Climate change is altering how we think about housing in Aotearoa New Zealand. More frequent floods, storms and coastal hazards are exposing the limits of existing building practices. At the same time, hotter days and an increasing risk of droughts are testing how well homes perform in warmer, drier conditions.
A new report from the Ministry for the Environment and Stats NZ noted that around $180 billion worth of homes are located on flood-prone land, highlighting the scale of physical and economic exposure.
Most new houses continue to be built to the minimum standards of the New Zealand Building Code. A BRANZ report, Measuring our sustainability progress: New Zealand’s new detached residential housing stock found that, while homes consented in 2020 complied with the Building Code, few went beyond it. Developers and designers generally met the minimum requirements but did not take up available guidance or tools that could improve long-term adaptability or durability.
Meeting the minimum
The Building Code provides the baseline for safety, health and durability. It ensures houses are structurally sound and fit for occupation, but it does not necessarily make them resilient to future conditions, especially when the conditions and risks associated with climate change are evolving and causing uncertainty.
BRANZ’s research found that most new homes are designed for current household needs and present-day climatic conditions rather than for future risks.

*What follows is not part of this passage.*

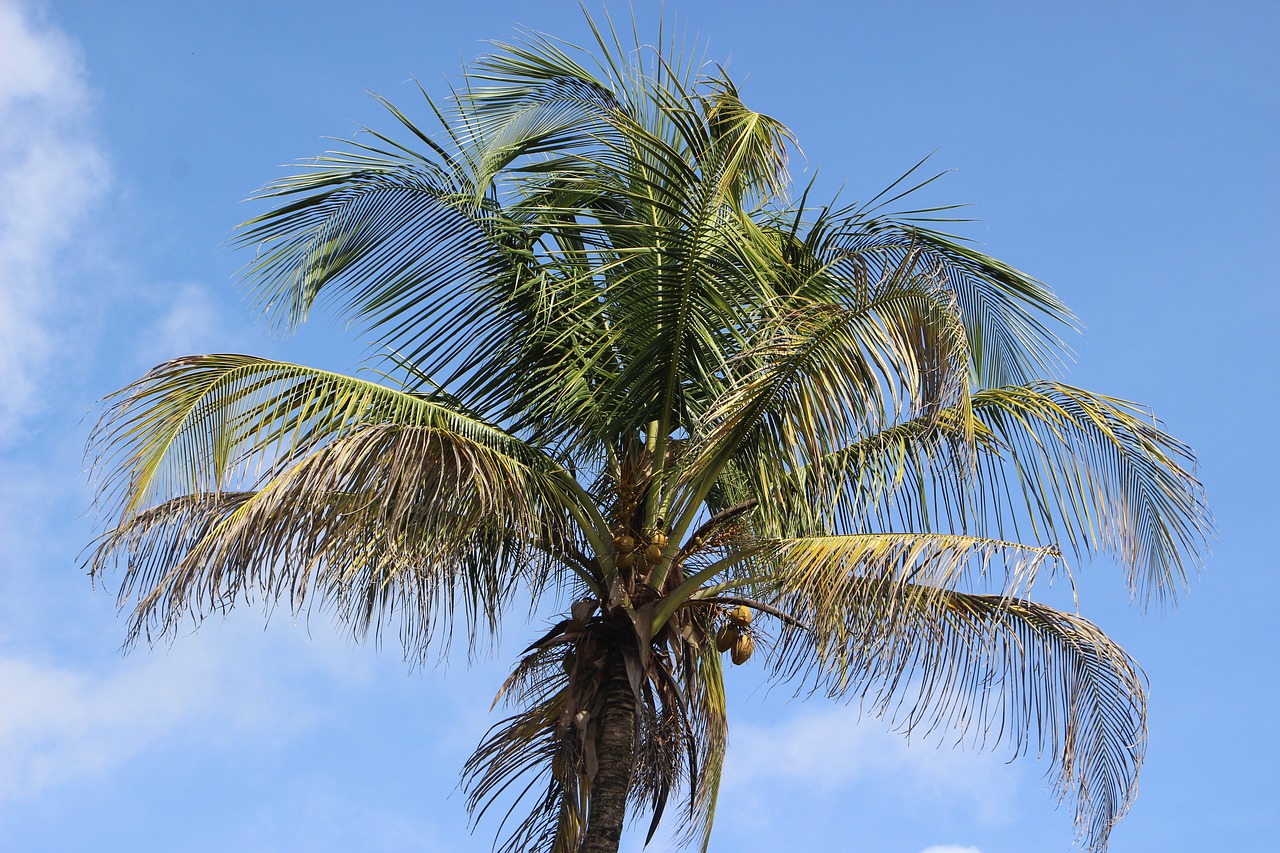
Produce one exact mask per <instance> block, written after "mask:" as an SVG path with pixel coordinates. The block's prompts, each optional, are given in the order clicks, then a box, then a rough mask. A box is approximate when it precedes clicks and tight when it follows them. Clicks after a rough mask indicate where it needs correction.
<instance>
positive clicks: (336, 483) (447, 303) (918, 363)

The study identified limited use of voluntary sustainability tools and concluded that incremental improvements and information-based initiatives have not significantly changed building practice.
The findings suggest there may be scope for clearer guidance through policy, regulation or market mechanisms to encourage more resilient housing.
Assessing adaptability and durability costs and benefits
NZIER has recently embarked on new research, funded by the Building Research Levy, to assess the benefits and costs of building homes that are more adaptable and more durable compared with a standard Code-compliant dwelling.
It’s looking into how easily a home can be adapted as needs, technologies or environmental conditions change and how well a home maintains its performance and condition over time with normal use and maintenance.
Adaptable homes are designed with flexibility in layout, materials and services. They can better accommodate changes such as ageing in place, multi-generational living or new energy and water technologies.
Durable homes are built to last longer and to perform well under a broader range of climate conditions, including more intense rainfall, warmer temperatures, heatwaves and prolonged dry periods that can affect water supply, soil stability and material performance.
Life cycle performance standards will be developed for adaptable and durable homes, drawing on both New Zealand and international evidence. A cost-benefit analysis will compare their long-term performance against a typical Building Code reference home.
The research will reveal:
- the additional upfront costs of design, materials and construction
- the potential long-term benefits from lower repair and maintenance costs
- broader social and environmental effects such as reduced waste, lower emissions and improved community resilience
The goal is to understand how these factors interact under evolving climate risks and whether higher-performing homes deliver value over their lifespan.
The role of economics
Building more resilient housing involves trade-offs between cost, performance and risk. Economics provides a structured way to weigh those trade-offs and to guide where investment will deliver the greatest overall benefit.
Cost-benefit analysis allows different building options to be compared on a consistent basis. It can quantify outcomes that are often difficult to express such as avoided damage, longer building life or reduced expo-sure to heat and extreme weather.
Policy makers, councils, developers and designers will be able to understand when higher standards make economic sense and what forms of support or regulation may be appropriate.
In a resource-constrained environment, economic analysis will identify where resilience provides measurable value.
Building confidence through evidence
The construction sector continues to adapt to changing expectations around performance, cost and regulation. Evidence-based research can help the industry and policy makers focus effort where it adds the most value.
The NZIER research aims to provide that evidence. If the analysis demonstrates that adaptable or durable housing delivers good long-term value, the findings could help encourage voluntary uptake, guide investment incentives or inform potential future updates to the Building Code.
Reliable evidence builds confidence across the system – confidence among builders and developers that higher standards are achievable and confidence among policy makers and homeowners that resilience investments are worthwhile.
A collective economic task
Climate change creates new and uneven risks for housing. Some of these risks fall directly on homeowners, while others are shared across insurers, local councils and the public sector through infrastructure and emergency response costs. This mix of private and public exposure means that resilience in housing is not just a technical issue but an economic coordination problem.
Well-designed policy and regulation can help align private investment decisions with wider social benefits. If homeowners, developers and builders face clear and consistent price signals about climate risk, they can make more efficient choices about where and how to build.
Equally, good information on the long-term costs and benefits of adaptability and durability allows those choices to be based on evidence rather than assumptions.
By quantifying these trade-offs, the NZIER research will help identify where additional investment in resilience delivers the highest net benefit to society. This evidence can support more efficient regulation, better-targeted incentives and improved private decision making across the housing system.